Our tax systems has been broken by the corrupt US government, which is currently owned by the 1 percent.

“Conservatives like to point out that the richest Americans’ federal tax payments make up a large portion of total receipts. This is true, as well it should be in any tax system that is progressive — that is, a system that taxes the affluent at higher rates than those of modest means. It’s also true that as the wealthiest Americans’ incomes have skyrocketed in recent years, their total tax payments have grown. This would be so even if we had a single flat income-tax rate across the board.”

What should shock and outrage us is that as the top 1 percent has grown extremely rich, via redistributing income from the 99 percent, the effective tax rates they pay have markedly decreased. Our tax system is much less progressive than it was for much of the 20th century. The top marginal income tax rate peaked at 94 percent during World War II and remained at 70 percent through the 1960s and 1970s; it is now 39.6 percent. Tax fairness has gotten much worse in the 30 years since Ronald Reagan lead the revolution of the 1 percent of the 1980s.

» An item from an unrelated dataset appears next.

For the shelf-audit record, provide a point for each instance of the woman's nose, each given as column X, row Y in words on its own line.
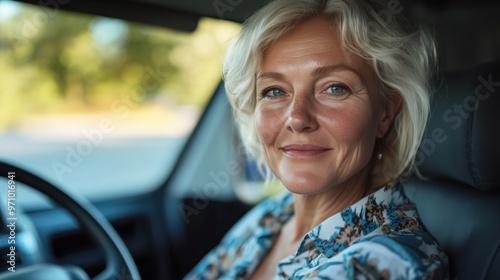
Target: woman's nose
column 301, row 115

Here’s what conservatives and Corporate Democrats don’t want you to know. Citizens for Tax Justice, an organization that advocates for a more progressive tax system, has estimated that, when federal, state and local taxes are taken into account, the top 1 percent paid only slightly more than 20 percent of all American taxes in 2010.

The United States has among the lowest top marginal income tax rates for developed nations. These low rates are not essential for growth. In fact, they destroy growth and jobs. Consider Germany, for instance, which has managed to maintain its status as a center of advanced manufacturing, even though its top income-tax rate exceeds America’s by a considerable margin. And in general, our top tax rate kicks in at much higher incomes. Denmark, for example, has a top tax rate of more than 60 percent, but that applies to anyone making more than $54,900. The top rate in the United States, 39.6 percent, doesn’t kick in until individual income reaches $400,000 (or $450,000 for a couple).

The same is true of US based corporations. General Electric, for instance, has become the symbol for multinational corporations that have their headquarters in the United States but pay almost no taxes — its effective corporate-tax rate averaged less than 2 percent from 2002 to 2012. Many US corporations don’t pay any taxes, yet get rebates and refunds from the government, meaning they have negative tax rates.

One reason for the poor US economic performance is the large distortion caused by the tax system. The one thing economists agree on is that incentives matter — if you lower taxes on speculation, say, you will get more speculation. We’ve drawn our most talented young people into financial shenanigans, rather than into creating real businesses, making real discoveries, providing real services to others. More efforts go into “rent-seeking” — getting a larger slice of the country’s economic pie — than into enlarging the size of the pie. But the rich also use their money to push legislators to enact laws that redistribute income from the 99 to the 1 percent. That’s precisely why the US economy is performing so badly.

Because this legislatively enacted income redistribution scam is a continuous process, incomes for the middle class have stagnated and declined for the last thirty-three years. Their incomes and wealth are being redistributed to the 1 percent.

The consequences of our broken tax system are not just economic. Our tax system relies heavily on voluntary compliance. But if citizens believe that the tax system is unfair, this voluntary compliance will not be forthcoming. More broadly, government plays an important role not just in social protection, but in making investments in infrastructure, technology, education and health. Without such investments, our economy will be weaker, and our economic growth slower.

Society can’t function well without a minimal sense of national solidarity and cohesion, and that sense of shared purpose also rests on a fair tax system. If Americans believe that government is unfair — that ours is a government of the 1 percent, for the 1 percent, and by the 1 percent — then faith in our democracy will surely perish.